Serving Fun for Everyone
Do you think the most significant holiday party risk is “Judy from accounting,” who is known for overdoing it? She’s had a tough year, but the real issue is creating an event that pressures people to drink alcohol even when they would prefer another option.
In my research, I’ve discovered a notable trend: an increasing number of employees want to opt out of alcohol at workplace events. Supporting this observation, Niznik Behavior Health reports that 35% of employees prefer to abstain from drinking in such settings. However, a worrying pattern emerges: 15% of these individuals still drink due to social pressure.
The issue extends even to those who usually enjoy alcohol, with 28% feeling pressured to drink alongside their co-workers. Further underscoring the dilemma, a whopping 45% of employees worry about being judged negatively for avoiding alcohol-centric events, and 20% feel a sense of obligation to drink if their boss does.
The dilemma deepens for non-drinkers: 22% fabricate excuses to skip events where alcohol is served, 5% avoid such work gatherings entirely, and another 12% pretend to drink at these functions. The data highlight the complex social dynamics around alcohol at work functions.
But how do we address the role of alcohol and still have fun at year-end gatherings? Reflecting a broader societal shift toward health and inclusivity, zero-proof beverages are becoming increasingly popular at corporate events. Non-drinkers generally have limited options: sparkling water, soda, and maybe lemonade. But companies can do better. There are better options available, especially for festive occasions.
Try serving something fresh, entertaining, and fun. And serve more than one choice. Sophisticated drink options include mocktails such as alcohol-free mojitos, elegant non-alcoholic wines, and creative concoctions like ginger-beer-based Moscow Mule variants. Offering such choices caters to non-drinkers and shows respect for diverse lifestyles and preferences. Even consider asking workers to vote on their favorite mocktail.
I promise some drinkers will enjoy the variety, too.
Celebrate Responsibly and Have Fun, Too
Year-end holiday parties are more than just festive gatherings — they bridge professional and personal worlds.
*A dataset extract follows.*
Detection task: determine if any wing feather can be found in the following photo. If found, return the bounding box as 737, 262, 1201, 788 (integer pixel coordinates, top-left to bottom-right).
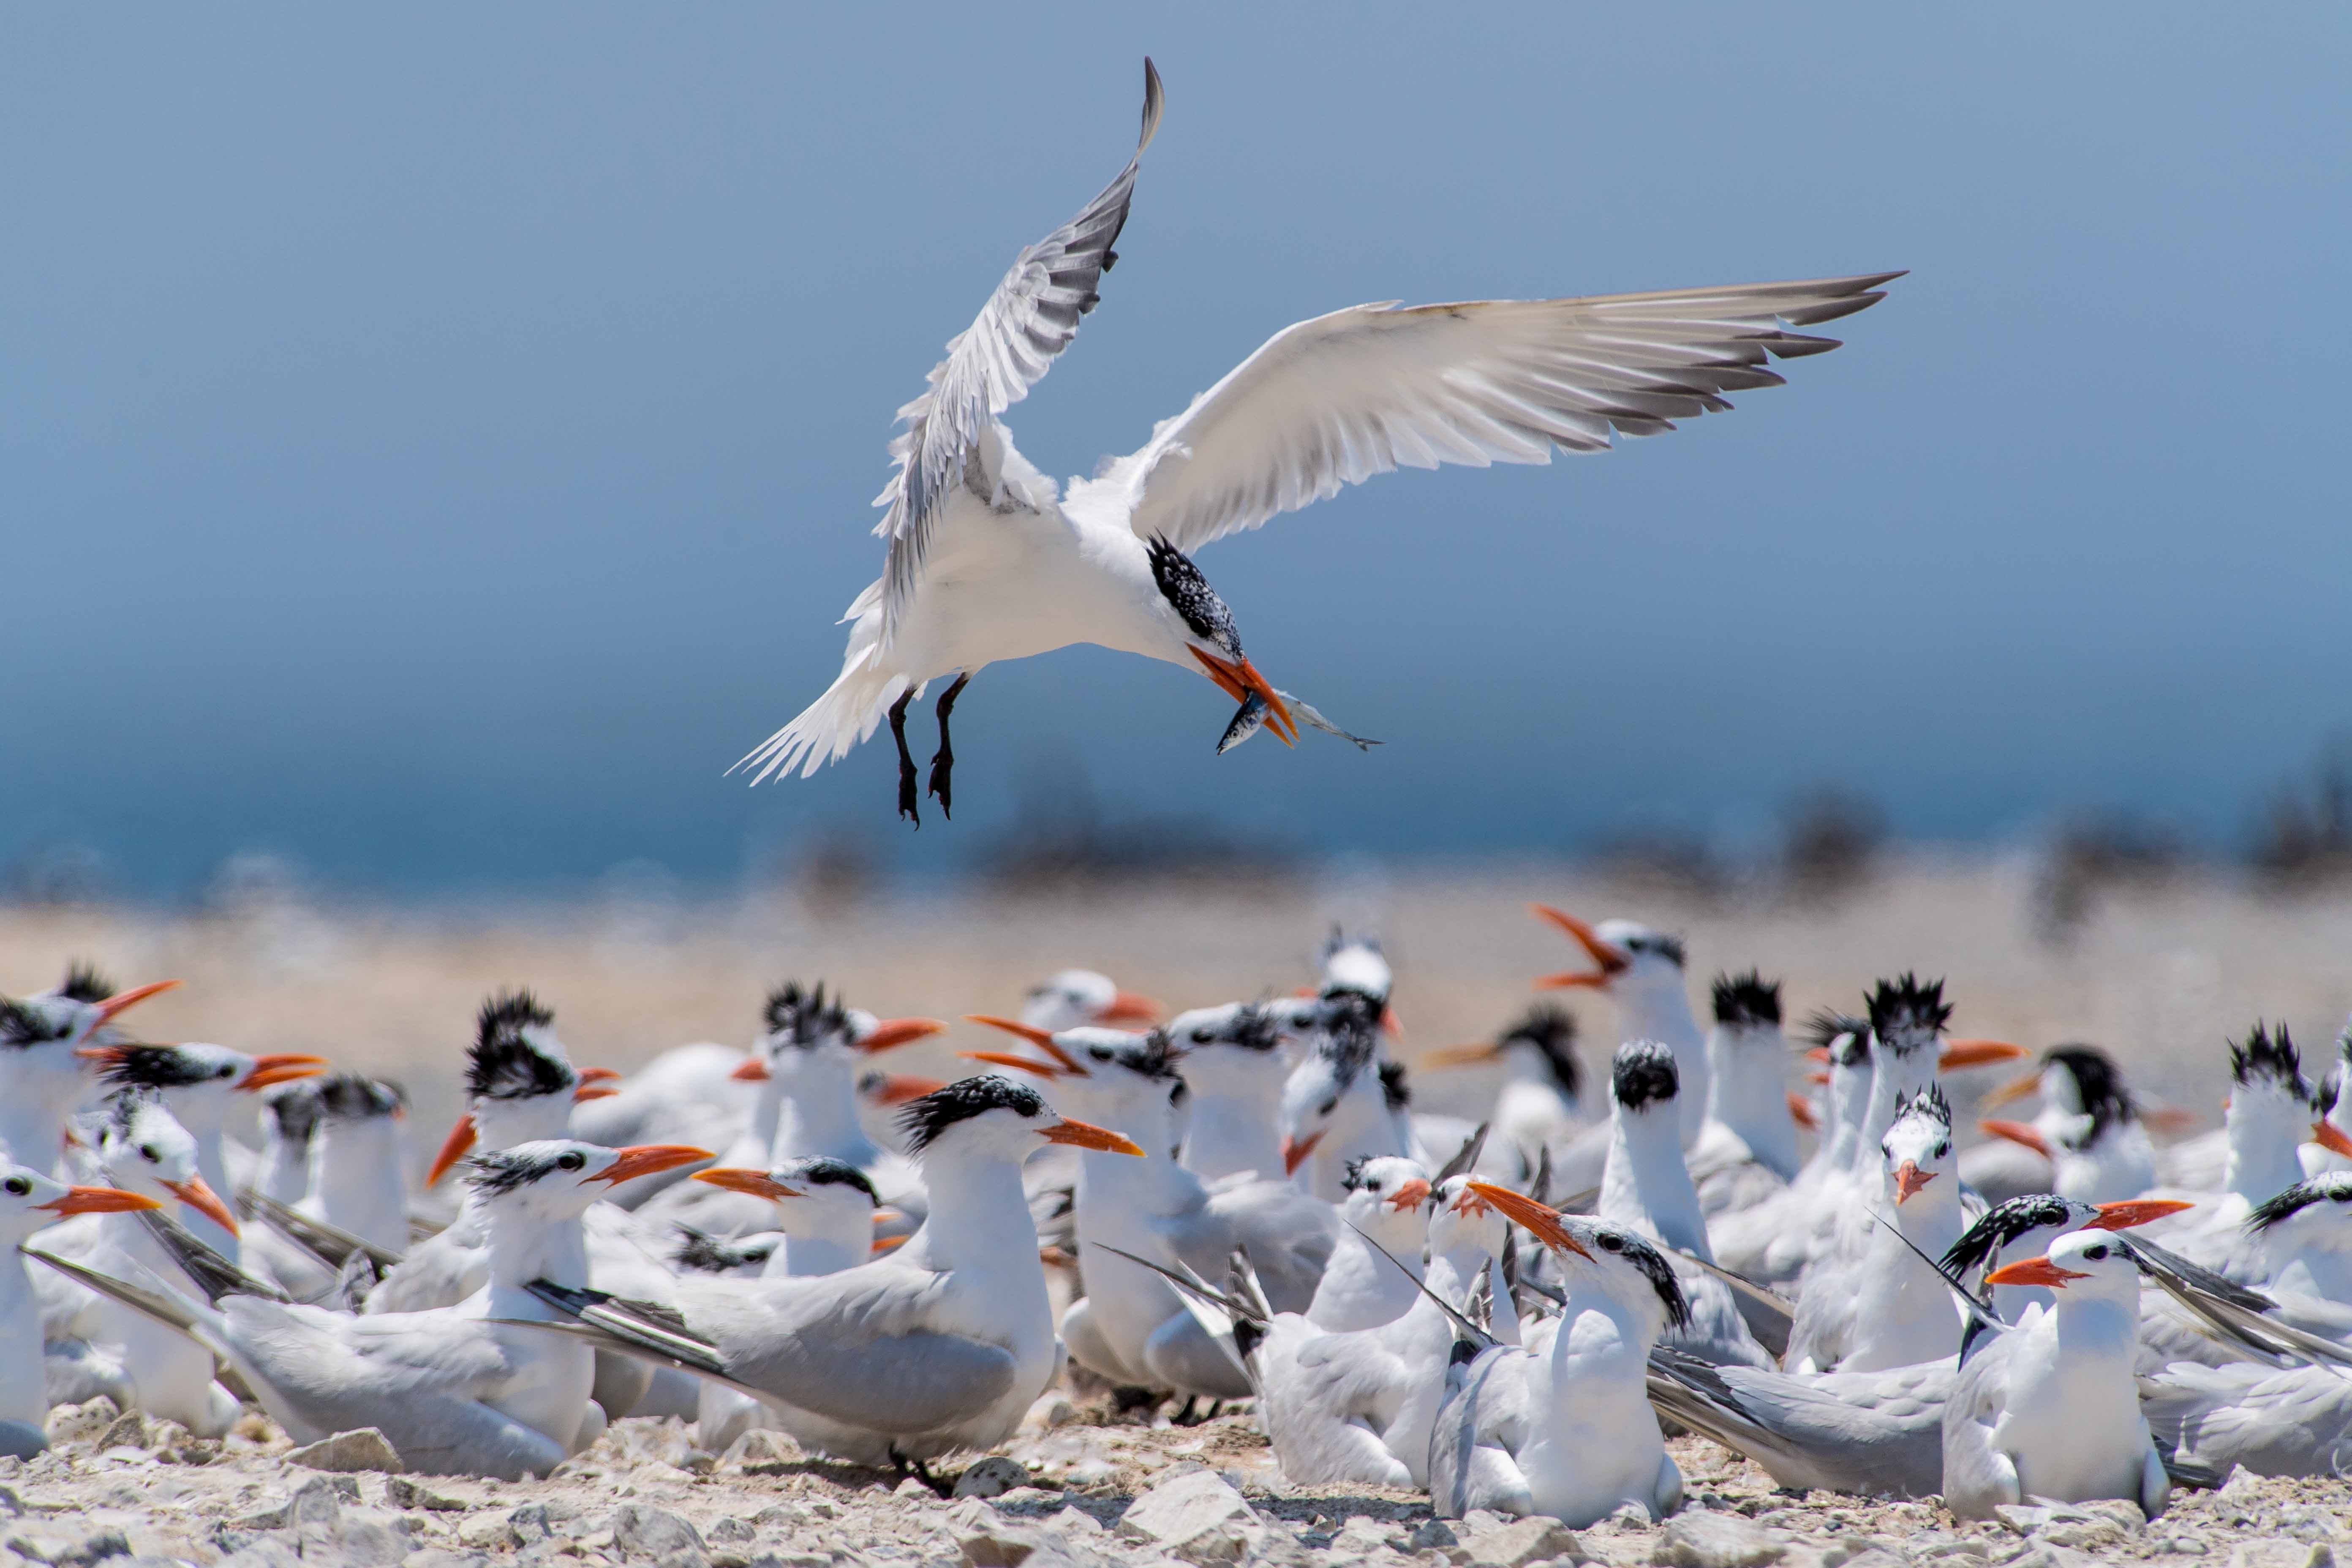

Gone are the days when these gatherings were centered around terrible appetizers and an open bar. Now, they’re evolving into something everyone can enjoy, regardless of their drink preferences.
HR professionals play a pivotal role in this evolution. By advocating for responsible consumption, offering various drink options, and fostering an environment of inclusivity and respect, HR can create a safer, more enjoyable experience for all employees.
My year-end hope for you is to embrace these changes, lead by example, and help shape a holiday party that aligns with the values and culture of your workplace. And I genuinely hope you get creative and try some fizzy mocktails, too!